During the pilot, 44 patients were enrolled, randomized to receive pathology reports with or without a PCPR, and completed study activities. Patients received their pathology 1–2 weeks following their colonoscopy and typically did not have a follow-up visit with their healthcare professional. Overall knowledge of polyp pathology was slightly lower for the PCPR group at baseline (70% vs. 76%). However, knowledge was much higher (66% vs. 41%) for the PCPR group at the 30-day retention timepoint. The two domains patients with PCPRs had the highest knowledge for were understanding the types of polyps they had and the timing of their next screening colonoscopy.

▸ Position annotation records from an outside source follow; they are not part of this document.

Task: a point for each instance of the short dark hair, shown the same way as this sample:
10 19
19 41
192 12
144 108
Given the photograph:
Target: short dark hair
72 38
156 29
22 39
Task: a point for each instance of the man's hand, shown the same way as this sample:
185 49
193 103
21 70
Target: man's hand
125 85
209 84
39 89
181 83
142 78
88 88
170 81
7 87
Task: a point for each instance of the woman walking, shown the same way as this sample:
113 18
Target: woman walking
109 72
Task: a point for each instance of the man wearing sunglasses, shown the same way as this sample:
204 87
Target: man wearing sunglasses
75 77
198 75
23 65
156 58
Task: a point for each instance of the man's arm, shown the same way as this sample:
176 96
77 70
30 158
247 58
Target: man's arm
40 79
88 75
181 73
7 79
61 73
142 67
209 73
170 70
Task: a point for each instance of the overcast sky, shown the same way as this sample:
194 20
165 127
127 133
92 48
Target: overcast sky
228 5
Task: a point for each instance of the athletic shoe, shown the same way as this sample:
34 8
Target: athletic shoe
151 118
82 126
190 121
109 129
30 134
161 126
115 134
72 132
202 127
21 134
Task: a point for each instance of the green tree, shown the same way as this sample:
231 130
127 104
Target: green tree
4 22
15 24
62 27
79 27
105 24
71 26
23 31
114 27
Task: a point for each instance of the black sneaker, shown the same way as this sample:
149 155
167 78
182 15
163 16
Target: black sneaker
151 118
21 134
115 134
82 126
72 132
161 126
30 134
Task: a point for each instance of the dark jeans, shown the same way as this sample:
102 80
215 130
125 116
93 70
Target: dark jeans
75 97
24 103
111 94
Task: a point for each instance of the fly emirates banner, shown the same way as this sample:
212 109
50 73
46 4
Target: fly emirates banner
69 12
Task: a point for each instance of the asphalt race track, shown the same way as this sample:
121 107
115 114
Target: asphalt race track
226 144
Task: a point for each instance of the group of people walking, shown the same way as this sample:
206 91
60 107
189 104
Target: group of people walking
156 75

At the 30-day survey timepoint, 85% of patients in the PCPR arm agreed or strongly agreed that the PCPR was easy to understand, and 70% reported that the PCPR helped them better understand their results. Open-ended responses (n = 28) from patients emphasized that the PCPR “had nice, simple, and relevant language with outcomes clearly spelled out […] and I didn't feel like I needed to do research to understand what it meant.” As one patient described, “communication to patients should be optimized in a separate report; so I would support the effort to have a separate report for patients.” Again, patients in the control arm who only received the standard pathology report highlighted that pathology reporting “need[s] to be written for a non-medical person.” As one patient said, “it is frustrating that I have to do so much internet research to find out what the diagnosis means.”